One thing I noticed was the kids’ relationship to money. To begin with, they didn’t carry any. Oh, maybe five or ten dollars each to buy trinkets. We grownups held the cash, which we doled out as the need arose. “Here, go get something to eat. Yes, you can buy that, ride that, watch that. Here’s the money.” For the kids, it was all about having fun and the money that made the fun happen was inconsequential to them.

The Lord spoke to me in that. These kids had a godly attitude toward cash. They didn’t try to hoard it. They didn’t depend on it to make them feel safe. We, the adults, were who made them feel safe. The money was just sort of there, in the background, fueling the old vacation machine.

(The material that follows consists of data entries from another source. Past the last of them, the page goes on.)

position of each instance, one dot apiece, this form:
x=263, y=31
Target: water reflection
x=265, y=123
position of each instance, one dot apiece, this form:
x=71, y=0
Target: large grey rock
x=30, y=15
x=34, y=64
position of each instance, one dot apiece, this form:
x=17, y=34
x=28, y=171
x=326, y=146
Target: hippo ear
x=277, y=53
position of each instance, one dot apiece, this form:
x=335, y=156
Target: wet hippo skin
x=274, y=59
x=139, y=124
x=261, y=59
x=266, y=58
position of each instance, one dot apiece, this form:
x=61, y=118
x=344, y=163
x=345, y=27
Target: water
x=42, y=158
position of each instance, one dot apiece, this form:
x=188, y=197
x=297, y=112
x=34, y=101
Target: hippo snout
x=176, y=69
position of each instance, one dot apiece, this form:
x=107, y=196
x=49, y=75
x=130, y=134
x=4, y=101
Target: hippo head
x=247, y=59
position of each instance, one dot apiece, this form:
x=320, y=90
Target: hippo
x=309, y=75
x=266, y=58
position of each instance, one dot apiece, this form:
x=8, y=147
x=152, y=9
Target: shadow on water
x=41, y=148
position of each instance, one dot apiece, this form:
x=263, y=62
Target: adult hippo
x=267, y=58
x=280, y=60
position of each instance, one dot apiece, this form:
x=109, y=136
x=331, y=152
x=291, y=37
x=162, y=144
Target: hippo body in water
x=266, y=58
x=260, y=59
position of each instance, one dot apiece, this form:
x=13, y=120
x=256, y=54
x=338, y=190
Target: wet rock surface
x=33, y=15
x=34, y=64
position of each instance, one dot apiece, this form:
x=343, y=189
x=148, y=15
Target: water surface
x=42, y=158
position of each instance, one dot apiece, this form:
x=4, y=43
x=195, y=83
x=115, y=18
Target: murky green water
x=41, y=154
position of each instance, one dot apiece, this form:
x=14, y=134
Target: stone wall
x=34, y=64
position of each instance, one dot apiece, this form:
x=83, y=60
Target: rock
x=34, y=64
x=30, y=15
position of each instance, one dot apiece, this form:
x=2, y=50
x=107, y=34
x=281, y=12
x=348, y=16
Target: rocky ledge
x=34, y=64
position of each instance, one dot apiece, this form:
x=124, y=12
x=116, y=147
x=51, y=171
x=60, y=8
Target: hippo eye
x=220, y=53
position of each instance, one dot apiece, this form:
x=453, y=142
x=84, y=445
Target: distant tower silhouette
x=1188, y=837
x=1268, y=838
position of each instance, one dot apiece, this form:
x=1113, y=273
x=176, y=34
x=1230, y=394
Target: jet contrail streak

Like many of you, I was reared on post-Depression values when it comes to finances. That means something different to each of us. To me it means I would feel most comfortable with my debt at zero, three month’s salary in a savings account, and a positive cash-flow (preferably a big one!). I have spent many years worrying about how I might reach these most elusive financial goals. I haven’t yet.

A few years after that San Antonio trip I was alone in a hotel room in Chicago. I remember clearly it was late afternoon and I was complaining to the Lord that I had always had to take care of myself. That I had never had anyone to take care of me financially. I did not have a husband to relieve me of the burden of worrying about money, to strategize, to plan, to tell me what I could and could not spend. It was in that moment, in the stillness of that summer afternoon in the AmeriSuites, that the Holy Spirit spoke. “I’ll take care of you.” It was no audible voice, but it was so clear in my spirit that I had, and to this day have, absolutely no doubt I heard the voice of God. As the prophet Isaiah spoke, my Maker is my Husband.

I resolved from that day forward never to worry about money again.

I wish that I could tell you in the years since that afternoon my three-step financial comfort zone has become a reality. Wouldn’t that be a nice testimony? I have neither zero debt nor three months salary saved. But what I have gained in these years is an attitude toward finances that much more closely resembles a child’s than it does my parents’ or grandparents’. 

If we’re admonished to approach the Kingdom and its ways as children, and if faith is action, then maybe I’m on to something. Maybe this attitude is the beginning of not only my financial wholeness, but of me becoming a wellspring for others. Time will tell. I’m on vacation from my worries for a long time now. I’m not eager to return to them.